开展那天,花房里挤满了人。有来看“崖生”的,有来听钟摆声的,还有个老太太抱着自己的老座钟来,非要让林凡给看看。
“这钟是我老伴儿留的,”老太太摸着座钟,眼圈有点红,“他走了三年,钟就停了三年,我总觉得是他在跟我赌气……”
林凡蹲下来,轻轻拆开座钟:“大妈您别难过,我给它修修,保证让它跟‘崖生’一样精神。”他往机芯里滴了点油,“您听,这齿轮还好好的,就是缺个人疼它。”
老太太看着座钟慢慢走起来,突然笑了,眼泪却掉了下来:“动了,真动了……谢谢你啊小伙子,你让它活过来了,也让我心里舒坦多了。”

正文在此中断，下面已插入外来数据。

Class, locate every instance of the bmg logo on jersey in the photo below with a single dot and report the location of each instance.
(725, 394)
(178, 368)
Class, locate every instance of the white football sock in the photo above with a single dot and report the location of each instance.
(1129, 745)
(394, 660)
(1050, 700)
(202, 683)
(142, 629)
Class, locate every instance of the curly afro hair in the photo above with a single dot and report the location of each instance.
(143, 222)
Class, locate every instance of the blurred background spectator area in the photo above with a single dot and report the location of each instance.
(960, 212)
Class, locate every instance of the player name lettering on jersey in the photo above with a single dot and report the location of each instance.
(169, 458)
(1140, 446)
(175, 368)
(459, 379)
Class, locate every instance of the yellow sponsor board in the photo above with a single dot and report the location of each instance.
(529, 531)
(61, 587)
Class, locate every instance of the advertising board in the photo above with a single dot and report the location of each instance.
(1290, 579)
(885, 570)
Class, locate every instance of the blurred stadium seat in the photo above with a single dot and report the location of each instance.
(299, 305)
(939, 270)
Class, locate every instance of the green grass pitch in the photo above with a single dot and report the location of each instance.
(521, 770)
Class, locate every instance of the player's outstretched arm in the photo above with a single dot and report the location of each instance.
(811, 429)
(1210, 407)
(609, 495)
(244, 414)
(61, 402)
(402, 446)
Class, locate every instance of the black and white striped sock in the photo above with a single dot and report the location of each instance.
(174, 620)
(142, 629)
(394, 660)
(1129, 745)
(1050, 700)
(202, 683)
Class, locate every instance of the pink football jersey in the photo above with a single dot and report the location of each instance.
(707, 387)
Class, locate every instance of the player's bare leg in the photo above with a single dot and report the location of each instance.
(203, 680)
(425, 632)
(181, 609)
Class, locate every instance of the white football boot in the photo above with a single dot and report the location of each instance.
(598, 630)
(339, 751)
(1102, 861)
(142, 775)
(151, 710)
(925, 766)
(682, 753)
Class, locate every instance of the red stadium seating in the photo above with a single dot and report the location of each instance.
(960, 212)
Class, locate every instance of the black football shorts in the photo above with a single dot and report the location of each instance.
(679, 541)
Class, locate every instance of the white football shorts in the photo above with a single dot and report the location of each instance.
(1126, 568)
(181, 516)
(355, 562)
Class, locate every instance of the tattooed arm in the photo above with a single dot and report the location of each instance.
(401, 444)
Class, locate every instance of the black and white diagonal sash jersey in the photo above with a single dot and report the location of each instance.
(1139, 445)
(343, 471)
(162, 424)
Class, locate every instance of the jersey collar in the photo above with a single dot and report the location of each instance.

王建军蹲在旁边,给老太太讲“崖生”的故事,从悬崖上的石缝讲到花房的玻璃罩,说得眉飞色舞。晓梅举着相机,把这一幕拍了下来——老太太的笑,座钟的摆锤,还有王建军比划的手,都浸在花房的阳光里,暖烘烘的。
林凡看着这一切,突然觉得他们修的不只是钟。那些停摆的指针、卡住的齿轮,其实都牵着人的念想,修好了钟,也顺带把心里的结给解开了。